What if the best way to use an AI coding agent isn't better prompts, but better tests?
Developer Gordon Burgett makes a compelling case for pairing Cucumber - a behavior-driven testing framework that uses plain English specifications - with Claude Code. Instead of describing what you want in a chat message and hoping the agent interprets it correctly, you write formal feature files with "Given... When... Then..." scenarios, then point Claude Code at them and say: implement these. Don't modify the specs.
The Core Idea
Cucumber scenarios break requirements into atomic steps, each requiring roughly 50-100 lines of code. That's a sweet spot for current AI coding agents - small enough to implement reliably, structured enough to verify automatically. When a test fails, the AI gets the business requirement re-injected alongside the error, which prevents a common failure mode: the agent "fixing" a broken test by changing the test instead of fixing the code.
This is a real problem.

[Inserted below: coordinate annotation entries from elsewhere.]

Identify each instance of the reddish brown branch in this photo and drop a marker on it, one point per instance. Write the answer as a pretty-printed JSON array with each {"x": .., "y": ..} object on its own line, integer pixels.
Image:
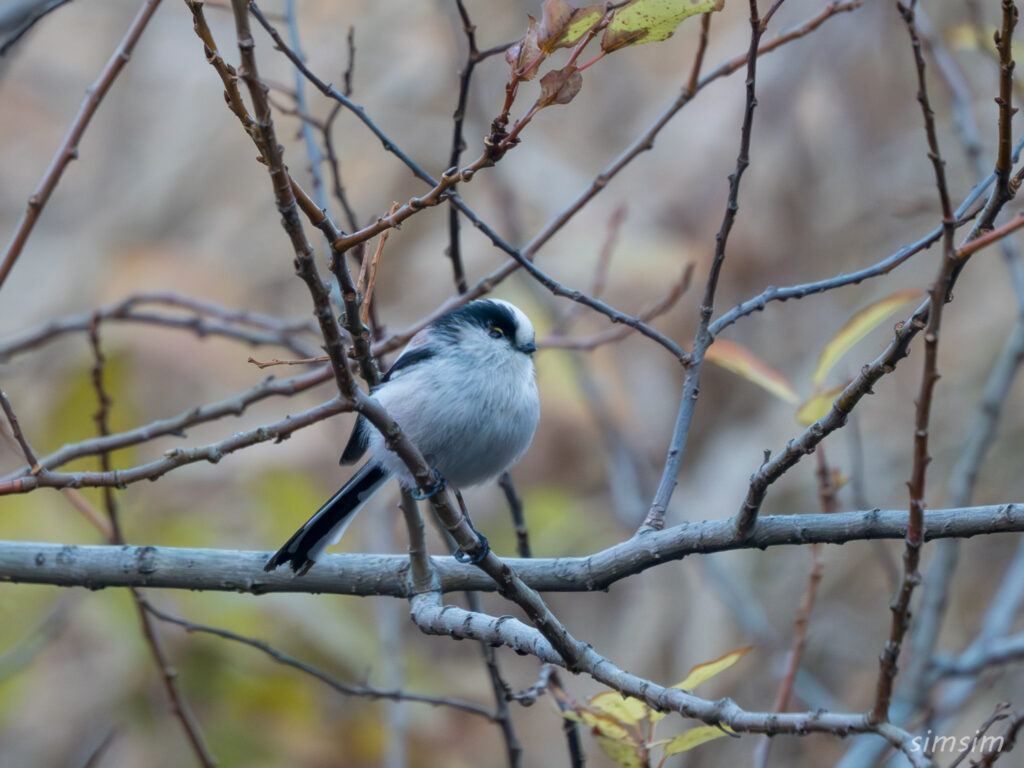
[
  {"x": 69, "y": 147},
  {"x": 900, "y": 605}
]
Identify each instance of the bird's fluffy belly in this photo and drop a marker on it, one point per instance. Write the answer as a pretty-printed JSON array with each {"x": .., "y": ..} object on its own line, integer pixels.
[{"x": 467, "y": 444}]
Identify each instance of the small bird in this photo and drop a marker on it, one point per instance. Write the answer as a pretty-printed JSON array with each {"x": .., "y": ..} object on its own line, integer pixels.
[{"x": 464, "y": 391}]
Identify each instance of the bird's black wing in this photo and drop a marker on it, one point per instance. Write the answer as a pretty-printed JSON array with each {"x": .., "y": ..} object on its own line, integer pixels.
[{"x": 357, "y": 443}]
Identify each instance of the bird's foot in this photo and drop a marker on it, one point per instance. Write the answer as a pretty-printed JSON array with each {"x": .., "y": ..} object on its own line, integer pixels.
[
  {"x": 439, "y": 484},
  {"x": 482, "y": 548}
]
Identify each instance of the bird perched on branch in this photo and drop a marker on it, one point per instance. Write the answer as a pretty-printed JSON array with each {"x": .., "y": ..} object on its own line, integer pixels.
[{"x": 464, "y": 392}]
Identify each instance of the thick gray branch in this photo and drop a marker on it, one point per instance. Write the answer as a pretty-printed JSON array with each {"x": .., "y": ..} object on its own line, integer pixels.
[{"x": 99, "y": 566}]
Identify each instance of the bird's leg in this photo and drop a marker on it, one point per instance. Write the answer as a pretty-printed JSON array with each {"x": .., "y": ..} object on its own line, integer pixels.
[
  {"x": 439, "y": 484},
  {"x": 482, "y": 548}
]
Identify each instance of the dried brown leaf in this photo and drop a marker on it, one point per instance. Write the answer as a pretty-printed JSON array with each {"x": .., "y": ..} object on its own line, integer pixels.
[{"x": 560, "y": 86}]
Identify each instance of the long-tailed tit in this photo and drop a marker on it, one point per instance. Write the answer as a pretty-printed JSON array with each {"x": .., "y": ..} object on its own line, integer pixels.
[{"x": 463, "y": 391}]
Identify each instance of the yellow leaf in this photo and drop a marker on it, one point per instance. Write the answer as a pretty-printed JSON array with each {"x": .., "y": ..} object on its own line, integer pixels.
[
  {"x": 562, "y": 26},
  {"x": 651, "y": 20},
  {"x": 693, "y": 737},
  {"x": 624, "y": 709},
  {"x": 622, "y": 754},
  {"x": 605, "y": 726},
  {"x": 818, "y": 406},
  {"x": 704, "y": 671},
  {"x": 742, "y": 361},
  {"x": 856, "y": 328}
]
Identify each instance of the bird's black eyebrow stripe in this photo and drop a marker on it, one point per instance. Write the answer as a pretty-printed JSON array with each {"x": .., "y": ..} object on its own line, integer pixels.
[
  {"x": 409, "y": 358},
  {"x": 485, "y": 314}
]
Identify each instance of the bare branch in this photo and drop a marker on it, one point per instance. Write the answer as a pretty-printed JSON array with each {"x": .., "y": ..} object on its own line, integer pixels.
[
  {"x": 93, "y": 566},
  {"x": 69, "y": 147}
]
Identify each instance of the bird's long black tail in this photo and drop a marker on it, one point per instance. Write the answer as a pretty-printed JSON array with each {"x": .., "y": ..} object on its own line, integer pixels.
[{"x": 326, "y": 527}]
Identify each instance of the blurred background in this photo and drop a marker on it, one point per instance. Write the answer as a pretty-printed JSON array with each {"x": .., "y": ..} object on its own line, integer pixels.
[{"x": 166, "y": 196}]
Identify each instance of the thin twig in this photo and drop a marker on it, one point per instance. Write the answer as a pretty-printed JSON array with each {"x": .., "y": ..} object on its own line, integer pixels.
[
  {"x": 15, "y": 428},
  {"x": 173, "y": 458},
  {"x": 69, "y": 147},
  {"x": 900, "y": 606},
  {"x": 347, "y": 689},
  {"x": 518, "y": 519},
  {"x": 702, "y": 338}
]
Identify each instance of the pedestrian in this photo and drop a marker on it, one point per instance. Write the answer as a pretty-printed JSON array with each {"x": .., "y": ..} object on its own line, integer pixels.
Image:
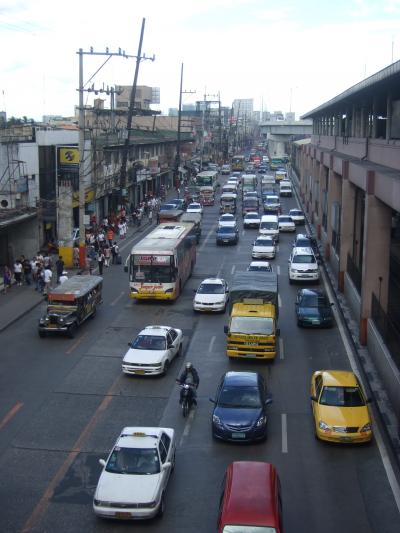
[
  {"x": 107, "y": 256},
  {"x": 100, "y": 261},
  {"x": 47, "y": 275},
  {"x": 27, "y": 267},
  {"x": 18, "y": 272},
  {"x": 59, "y": 267},
  {"x": 63, "y": 277},
  {"x": 114, "y": 252},
  {"x": 6, "y": 279}
]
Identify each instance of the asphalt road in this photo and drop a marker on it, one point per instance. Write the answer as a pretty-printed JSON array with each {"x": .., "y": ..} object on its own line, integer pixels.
[{"x": 64, "y": 401}]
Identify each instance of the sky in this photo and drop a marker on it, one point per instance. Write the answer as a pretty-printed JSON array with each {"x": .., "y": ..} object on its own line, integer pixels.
[{"x": 285, "y": 54}]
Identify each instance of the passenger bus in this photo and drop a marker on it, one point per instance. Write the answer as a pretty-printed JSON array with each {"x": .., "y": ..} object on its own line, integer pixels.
[
  {"x": 238, "y": 163},
  {"x": 161, "y": 262},
  {"x": 207, "y": 178}
]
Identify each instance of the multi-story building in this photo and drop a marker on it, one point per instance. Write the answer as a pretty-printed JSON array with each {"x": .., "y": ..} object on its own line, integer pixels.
[{"x": 350, "y": 184}]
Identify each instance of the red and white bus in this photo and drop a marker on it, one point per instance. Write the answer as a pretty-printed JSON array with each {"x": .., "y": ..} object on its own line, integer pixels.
[{"x": 161, "y": 262}]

Anyone who has used Claude Code, Cursor, or similar tools has watched the agent silently weaken a test assertion to make it pass. Locking the specifications in read-only feature files removes that escape hatch.
Real-World Results
Burgett ran two experiments. First, a Rails feature extraction: Claude Code completed the implementation, wrote integration tests, and shipped working code in roughly 2 hours of autonomous operation. Second, a camera firmware project involving WebRTC peer connections (real-time video/audio communication between devices) across 6 features and 16 scenarios. That took about 8 hours of autonomous work.

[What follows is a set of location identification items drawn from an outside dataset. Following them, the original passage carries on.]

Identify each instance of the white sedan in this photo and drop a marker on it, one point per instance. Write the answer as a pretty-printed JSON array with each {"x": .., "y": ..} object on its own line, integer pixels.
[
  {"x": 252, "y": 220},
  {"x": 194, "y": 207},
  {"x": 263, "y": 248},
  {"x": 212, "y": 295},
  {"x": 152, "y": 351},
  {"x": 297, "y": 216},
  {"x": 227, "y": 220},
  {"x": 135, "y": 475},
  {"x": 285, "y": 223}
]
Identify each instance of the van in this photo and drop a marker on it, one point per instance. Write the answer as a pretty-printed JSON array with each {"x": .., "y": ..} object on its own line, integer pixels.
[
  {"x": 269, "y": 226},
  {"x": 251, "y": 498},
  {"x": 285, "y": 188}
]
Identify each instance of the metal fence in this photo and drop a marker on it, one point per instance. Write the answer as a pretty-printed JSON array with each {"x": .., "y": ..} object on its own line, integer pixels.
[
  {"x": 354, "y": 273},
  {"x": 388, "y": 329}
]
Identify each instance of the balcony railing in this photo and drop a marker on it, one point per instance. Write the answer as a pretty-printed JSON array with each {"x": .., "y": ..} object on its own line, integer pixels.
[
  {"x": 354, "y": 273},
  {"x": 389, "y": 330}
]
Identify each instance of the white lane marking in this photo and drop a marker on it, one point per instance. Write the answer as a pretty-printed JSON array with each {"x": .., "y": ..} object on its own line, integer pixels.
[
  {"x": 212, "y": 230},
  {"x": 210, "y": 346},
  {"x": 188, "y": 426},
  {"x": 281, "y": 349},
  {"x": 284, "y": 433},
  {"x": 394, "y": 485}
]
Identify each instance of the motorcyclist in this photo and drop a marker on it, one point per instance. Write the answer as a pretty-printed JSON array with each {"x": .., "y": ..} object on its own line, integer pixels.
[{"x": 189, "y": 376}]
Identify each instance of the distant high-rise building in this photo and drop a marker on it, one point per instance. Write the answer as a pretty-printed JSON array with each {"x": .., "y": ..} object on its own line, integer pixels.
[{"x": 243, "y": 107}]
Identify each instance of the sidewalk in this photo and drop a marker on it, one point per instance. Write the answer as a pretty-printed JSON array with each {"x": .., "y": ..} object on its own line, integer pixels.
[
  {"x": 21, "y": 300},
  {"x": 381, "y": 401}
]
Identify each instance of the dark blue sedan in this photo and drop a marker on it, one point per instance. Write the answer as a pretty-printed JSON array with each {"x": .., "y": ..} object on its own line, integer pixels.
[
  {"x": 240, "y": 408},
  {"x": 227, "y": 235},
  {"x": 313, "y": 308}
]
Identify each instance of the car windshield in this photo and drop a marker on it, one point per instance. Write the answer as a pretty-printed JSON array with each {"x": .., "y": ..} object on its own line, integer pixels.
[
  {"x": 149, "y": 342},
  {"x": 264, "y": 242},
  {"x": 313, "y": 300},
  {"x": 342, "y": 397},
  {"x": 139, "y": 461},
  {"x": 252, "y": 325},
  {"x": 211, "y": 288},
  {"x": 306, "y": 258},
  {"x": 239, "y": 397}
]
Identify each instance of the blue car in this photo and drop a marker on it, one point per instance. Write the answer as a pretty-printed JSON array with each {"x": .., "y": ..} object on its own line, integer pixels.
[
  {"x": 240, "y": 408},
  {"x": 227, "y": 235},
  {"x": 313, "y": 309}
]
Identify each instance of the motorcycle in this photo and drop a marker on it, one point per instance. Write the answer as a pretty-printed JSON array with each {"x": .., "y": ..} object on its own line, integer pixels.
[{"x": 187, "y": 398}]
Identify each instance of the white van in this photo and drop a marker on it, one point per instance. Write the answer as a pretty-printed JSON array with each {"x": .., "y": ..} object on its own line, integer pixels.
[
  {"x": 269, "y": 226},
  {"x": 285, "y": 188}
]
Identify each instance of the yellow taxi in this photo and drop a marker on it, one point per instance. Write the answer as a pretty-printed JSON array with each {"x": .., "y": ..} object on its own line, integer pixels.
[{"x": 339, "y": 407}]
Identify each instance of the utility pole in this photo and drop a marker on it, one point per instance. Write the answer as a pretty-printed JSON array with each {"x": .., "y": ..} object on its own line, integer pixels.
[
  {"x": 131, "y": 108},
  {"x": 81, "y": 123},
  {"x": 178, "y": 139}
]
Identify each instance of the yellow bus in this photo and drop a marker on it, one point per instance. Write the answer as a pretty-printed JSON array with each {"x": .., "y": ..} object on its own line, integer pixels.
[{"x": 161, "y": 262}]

Neither project required constant babysitting. The developer's job shifted from writing code to writing specifications and reviewing architectural decisions afterward.
A Practical Middle Ground
The approach sits between two extremes that don't work well: giving the agent vague instructions and hoping for the best, or micromanaging every implementation detail through chat. Writing specs is "principal or staff-level thinking," as Burgett puts it, while the implementation is "senior engineer-level work" that the agent handles.
This pattern should generalize beyond Cucumber. Any testing framework that separates the "what" from the "how" - RSpec feature specs, Playwright test descriptions, even well-structured Jest tests - could serve the same purpose. The key insight is that AI agents do better work when requirements are machine-verifiable, not just human-readable.